这对季淮清倒是个难得的体验,怎么说呢,季淮清的性子,说好听点叫耿直率真,恣意潇洒,另一个意思就是大大咧咧,没心没肺,万事不足已挂心。

  所以季淮清,在床上翻来滚去,虽然习武之人一天不睡觉不会有什么影响,但是这种感觉是很不好的,尤其是他失眠的原因。

  季淮清现在只要一闭眼,眼前就是叶闲那副略带狼狈的虚弱模样,看上去真的很严重,说句有些犯忌讳的话,简直有些像是大限将至,可赵以浔和曹煊他们都说叶闲不会有事,应该是自己多想了。

  总而言之,季淮清现在矛盾至极,想要去看看叶闲,却又极力说服自己没事,季淮清纠结了小半个时辰,然后起身,从钱袋里拿了一枚铜钱,正面就去,反面就安心睡觉。

  季淮清用力把铜钱抛入空中,铜钱落地,他看都不看就开始穿衣,他不得不承认,即使落地的铜钱是反面朝上,他今天也是非要去亲自看一眼的。

  三下五除二的穿好衣服,轻手轻脚的出门,结果刚刚出了房间,就看到曹煊已经坐在院子里纳凉的石桌上了,桌上还有一壶酒,两只酒杯,他早就料到有人会来,见了季淮清也不惊讶,摆了摆手,招呼他过去。

  “三哥,你又知道了。”季淮清到是毫不意外曹煊的举动,他知道只要曹煊想,自己的一举一动,所思所想,压根瞒不过曹煊。

  “是二哥的事情。”曹煊伸手给季淮清到酒,上好的酒水,香味清列醇厚。

  在曹煊面前撒谎是毫无必要,而且极为愚蠢的一件事情,季淮清实话实说:“二哥的状态,白天看上去很不好,我不放心,想要去看看。”

  曹煊笑了笑,习惯性地摸着自己左手食指上的铁指环,神色深藏,季淮清看不透,也不想看。

  季淮清拿起酒杯,一饮而尽,自顾自地说道:“我知道二哥那些年做的事情,知道他的手段,他的狠毒,知道他或许早就不是我记忆之中那个明媚粲然,少年裘马的叶家二公子,可是当年我毕竟没有亲眼看到二哥的所作所为,我知道他冷酷恣睢,暴虐多疑,但我有时候看着现在这个内敛文雅,安静苍凉的叶闲,就总是忍不住地想起以前的他,他原本应该有更璀璨,更完美的人生的。”

  

  “我不喜欢这样的叶闲。”

  曹煊安静地听他说完,然后又给他到了一杯酒,他明白季淮清的意思,片刻之后,曹煊的声音之中带着些许无奈,怀念,或许还有季淮清没听出来的悲痛。

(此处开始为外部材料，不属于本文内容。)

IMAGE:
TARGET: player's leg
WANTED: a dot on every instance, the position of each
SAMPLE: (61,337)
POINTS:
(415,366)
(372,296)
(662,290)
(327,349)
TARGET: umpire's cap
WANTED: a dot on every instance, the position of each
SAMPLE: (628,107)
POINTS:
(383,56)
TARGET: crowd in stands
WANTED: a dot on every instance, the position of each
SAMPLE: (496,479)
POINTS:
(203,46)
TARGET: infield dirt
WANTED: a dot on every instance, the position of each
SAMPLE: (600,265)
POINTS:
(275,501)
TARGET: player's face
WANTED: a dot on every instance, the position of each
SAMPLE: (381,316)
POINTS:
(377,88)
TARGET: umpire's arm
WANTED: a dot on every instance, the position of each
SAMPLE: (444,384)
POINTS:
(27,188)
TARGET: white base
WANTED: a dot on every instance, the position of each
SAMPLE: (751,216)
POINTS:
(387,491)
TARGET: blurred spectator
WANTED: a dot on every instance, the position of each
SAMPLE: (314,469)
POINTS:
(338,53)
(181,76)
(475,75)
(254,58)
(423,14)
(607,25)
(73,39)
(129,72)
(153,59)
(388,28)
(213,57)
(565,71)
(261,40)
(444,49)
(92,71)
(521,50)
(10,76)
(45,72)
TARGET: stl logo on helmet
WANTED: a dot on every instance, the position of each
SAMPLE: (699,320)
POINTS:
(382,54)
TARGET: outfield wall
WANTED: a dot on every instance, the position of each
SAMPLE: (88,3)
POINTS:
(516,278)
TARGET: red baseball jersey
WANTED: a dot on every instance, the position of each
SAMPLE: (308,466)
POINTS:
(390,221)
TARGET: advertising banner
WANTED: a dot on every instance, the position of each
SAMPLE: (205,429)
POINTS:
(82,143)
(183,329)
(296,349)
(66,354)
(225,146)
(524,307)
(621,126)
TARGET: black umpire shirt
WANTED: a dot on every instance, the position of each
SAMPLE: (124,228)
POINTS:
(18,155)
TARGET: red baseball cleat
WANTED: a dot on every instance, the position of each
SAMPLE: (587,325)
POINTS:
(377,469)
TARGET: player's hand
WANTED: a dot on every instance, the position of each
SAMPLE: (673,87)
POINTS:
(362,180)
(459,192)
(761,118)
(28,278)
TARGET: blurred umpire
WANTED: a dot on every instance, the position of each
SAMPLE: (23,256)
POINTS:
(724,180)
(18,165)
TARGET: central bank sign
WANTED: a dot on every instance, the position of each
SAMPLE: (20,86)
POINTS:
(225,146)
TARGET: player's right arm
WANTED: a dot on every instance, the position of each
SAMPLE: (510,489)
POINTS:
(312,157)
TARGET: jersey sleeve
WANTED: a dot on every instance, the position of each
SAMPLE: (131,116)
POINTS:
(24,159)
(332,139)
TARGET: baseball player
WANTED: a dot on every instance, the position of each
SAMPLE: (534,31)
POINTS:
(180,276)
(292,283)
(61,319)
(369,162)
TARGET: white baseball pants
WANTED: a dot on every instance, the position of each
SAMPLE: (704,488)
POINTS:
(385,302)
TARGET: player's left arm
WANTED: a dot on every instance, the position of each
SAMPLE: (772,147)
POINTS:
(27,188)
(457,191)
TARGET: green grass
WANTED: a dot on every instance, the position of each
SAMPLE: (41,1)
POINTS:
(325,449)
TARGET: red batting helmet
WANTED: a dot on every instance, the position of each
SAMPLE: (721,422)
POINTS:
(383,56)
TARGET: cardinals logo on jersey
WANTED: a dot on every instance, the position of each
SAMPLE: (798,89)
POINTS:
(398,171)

  “我明白你的意思,人生于世,每一刻都面临着无数的选择,选择了左,你就必然要放弃右,这是任何人都无法改变的。二哥这个人,你我都了解,他从不怕做出选择,也从不后悔,无论结果是好是坏,他叶闲都扛得起,不需要任何人指手画脚,妄加评判,因为我们都没有资格。”

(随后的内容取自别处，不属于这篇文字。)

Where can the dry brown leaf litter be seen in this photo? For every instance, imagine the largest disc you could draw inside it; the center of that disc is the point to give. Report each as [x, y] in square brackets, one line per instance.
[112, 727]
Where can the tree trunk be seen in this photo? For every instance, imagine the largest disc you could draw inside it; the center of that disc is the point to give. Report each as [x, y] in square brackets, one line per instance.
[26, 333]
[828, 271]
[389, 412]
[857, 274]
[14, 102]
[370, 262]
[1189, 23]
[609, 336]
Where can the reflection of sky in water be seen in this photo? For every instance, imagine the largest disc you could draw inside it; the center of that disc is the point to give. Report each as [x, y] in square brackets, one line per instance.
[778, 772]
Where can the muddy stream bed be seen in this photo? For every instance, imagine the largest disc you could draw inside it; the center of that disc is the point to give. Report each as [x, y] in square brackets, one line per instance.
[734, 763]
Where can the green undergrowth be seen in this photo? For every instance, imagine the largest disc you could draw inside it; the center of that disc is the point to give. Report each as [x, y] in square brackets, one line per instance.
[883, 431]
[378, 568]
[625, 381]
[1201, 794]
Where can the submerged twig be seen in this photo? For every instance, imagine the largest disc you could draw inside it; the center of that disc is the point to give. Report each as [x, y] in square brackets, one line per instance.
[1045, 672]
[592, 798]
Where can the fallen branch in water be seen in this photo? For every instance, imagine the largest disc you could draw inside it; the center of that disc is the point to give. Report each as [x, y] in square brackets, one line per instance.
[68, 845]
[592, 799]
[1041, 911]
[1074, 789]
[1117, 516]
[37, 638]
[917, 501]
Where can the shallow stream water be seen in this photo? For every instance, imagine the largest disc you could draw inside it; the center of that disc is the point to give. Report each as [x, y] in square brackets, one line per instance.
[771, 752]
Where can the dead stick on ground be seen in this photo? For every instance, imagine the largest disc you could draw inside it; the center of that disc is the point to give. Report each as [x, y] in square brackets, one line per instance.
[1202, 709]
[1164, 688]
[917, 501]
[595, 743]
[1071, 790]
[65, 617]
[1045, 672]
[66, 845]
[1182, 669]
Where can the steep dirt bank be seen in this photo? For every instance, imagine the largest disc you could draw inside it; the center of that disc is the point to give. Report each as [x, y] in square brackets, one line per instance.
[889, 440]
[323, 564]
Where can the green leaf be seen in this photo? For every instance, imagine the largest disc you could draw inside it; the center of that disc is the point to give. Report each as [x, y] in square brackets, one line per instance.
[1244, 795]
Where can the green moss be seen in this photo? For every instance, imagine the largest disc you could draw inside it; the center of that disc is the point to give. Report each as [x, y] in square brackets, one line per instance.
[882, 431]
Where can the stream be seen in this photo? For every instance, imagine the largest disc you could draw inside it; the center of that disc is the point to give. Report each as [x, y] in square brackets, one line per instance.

  “也不需要我么这些外人,去对他心疼,怜悯,施舍,同情,他是叶闲,是西楚叶家的二公子,是西楚的澹泊公,自有他的不准任何践踏,也没有任何人可以折断的一身铮铮傲骨,他就是跌入深渊,狼狈不堪,被人磋磨掉一身傲骨,他也有本事,有心性从一摊烂泥站起,从支离破碎的破败之中再塑一副凛然傲骨。”

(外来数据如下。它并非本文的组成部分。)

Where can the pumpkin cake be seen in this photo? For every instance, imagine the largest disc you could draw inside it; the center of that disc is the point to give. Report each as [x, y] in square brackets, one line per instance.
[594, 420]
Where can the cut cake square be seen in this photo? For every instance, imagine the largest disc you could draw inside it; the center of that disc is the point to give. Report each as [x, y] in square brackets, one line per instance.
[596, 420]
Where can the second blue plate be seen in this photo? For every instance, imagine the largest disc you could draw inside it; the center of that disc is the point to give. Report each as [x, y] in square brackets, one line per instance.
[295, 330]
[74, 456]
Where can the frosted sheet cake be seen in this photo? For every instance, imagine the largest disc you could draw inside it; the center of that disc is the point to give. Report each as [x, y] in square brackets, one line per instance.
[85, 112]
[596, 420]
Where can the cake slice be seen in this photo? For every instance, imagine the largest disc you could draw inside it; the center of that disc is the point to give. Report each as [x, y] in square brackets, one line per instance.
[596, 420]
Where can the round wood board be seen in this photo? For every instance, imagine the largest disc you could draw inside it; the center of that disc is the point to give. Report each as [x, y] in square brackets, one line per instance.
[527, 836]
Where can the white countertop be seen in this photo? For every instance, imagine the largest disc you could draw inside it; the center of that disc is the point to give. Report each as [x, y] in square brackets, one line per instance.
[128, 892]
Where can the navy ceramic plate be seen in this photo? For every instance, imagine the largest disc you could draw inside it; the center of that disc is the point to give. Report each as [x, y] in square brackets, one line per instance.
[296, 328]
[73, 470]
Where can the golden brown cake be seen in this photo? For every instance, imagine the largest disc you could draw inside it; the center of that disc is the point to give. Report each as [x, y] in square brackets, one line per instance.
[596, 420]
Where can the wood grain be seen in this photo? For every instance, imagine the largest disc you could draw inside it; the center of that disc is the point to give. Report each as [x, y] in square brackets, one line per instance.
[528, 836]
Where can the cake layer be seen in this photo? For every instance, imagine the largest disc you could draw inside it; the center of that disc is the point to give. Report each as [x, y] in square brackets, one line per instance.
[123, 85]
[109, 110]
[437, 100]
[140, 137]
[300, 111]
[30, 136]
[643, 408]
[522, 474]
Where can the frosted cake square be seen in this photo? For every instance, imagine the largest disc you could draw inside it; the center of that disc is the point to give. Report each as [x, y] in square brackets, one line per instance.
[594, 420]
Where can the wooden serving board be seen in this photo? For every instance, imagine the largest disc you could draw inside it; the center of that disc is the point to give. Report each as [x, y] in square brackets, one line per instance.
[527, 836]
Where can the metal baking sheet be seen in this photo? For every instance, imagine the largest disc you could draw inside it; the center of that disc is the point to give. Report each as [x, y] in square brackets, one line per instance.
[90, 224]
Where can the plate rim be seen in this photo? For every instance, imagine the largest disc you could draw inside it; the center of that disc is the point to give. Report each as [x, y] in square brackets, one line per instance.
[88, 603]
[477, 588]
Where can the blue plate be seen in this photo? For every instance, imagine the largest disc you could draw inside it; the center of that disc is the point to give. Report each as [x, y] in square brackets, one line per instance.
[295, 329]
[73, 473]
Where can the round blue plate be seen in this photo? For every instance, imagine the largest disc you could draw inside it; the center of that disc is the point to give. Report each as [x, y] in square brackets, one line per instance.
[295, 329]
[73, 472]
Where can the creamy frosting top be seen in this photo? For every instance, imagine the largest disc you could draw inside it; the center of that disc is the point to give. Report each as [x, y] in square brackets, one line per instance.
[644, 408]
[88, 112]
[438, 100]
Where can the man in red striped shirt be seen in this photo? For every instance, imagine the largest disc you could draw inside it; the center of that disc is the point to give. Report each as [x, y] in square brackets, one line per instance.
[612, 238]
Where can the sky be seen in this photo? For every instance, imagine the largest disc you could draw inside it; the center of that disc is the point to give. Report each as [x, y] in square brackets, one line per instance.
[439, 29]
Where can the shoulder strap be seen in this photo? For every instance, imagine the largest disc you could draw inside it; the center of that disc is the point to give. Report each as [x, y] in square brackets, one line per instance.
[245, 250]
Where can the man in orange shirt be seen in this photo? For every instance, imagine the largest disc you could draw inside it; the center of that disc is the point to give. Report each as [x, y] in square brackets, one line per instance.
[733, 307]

  “这种事情,我们做不到,但是他能,所以你我是季淮清,是曹煊,而他是叶闲。”

  季淮清明白曹煊的意思,不外乎就是叶闲当年不管出于什么目的,既然选了这条路,那这条路上的刀山火海,刀枪剑戟,叶闲就必须得自己扛起来,谁都帮不了他,也不会帮他。

  “可,可若是,”季淮清好像还是有些不服气,“可若是二哥真有苦衷呢。”

  “有苦衷又如何,凌叔叔,我父亲,楚伯伯,秦朗,熙和,还有叶叔叔和叶皓哥,以及锦都之中那些数不胜数的亡魂,他们都是真真切切地死在了叶闲的手上,叶闲有苦衷也好,没苦衷也罢,他既然选了这条路,这些事情他就赖不掉,只能背着。”

  “而且,就算是知道了真相,又有什么意义呢,我们之间心结已在,再也回不到从前并肩杀敌,亲密默契的时候了。”

  季淮清一杯一杯喝着酒,他知道曹煊说的都是实话,残忍而真实的实话。

  曹煊看着季淮清,抬手拍了拍他的肩膀,露出一个和往日一样轻柔温和的笑容,道:“想去就去吧,毕竟二哥是真的待你不薄。”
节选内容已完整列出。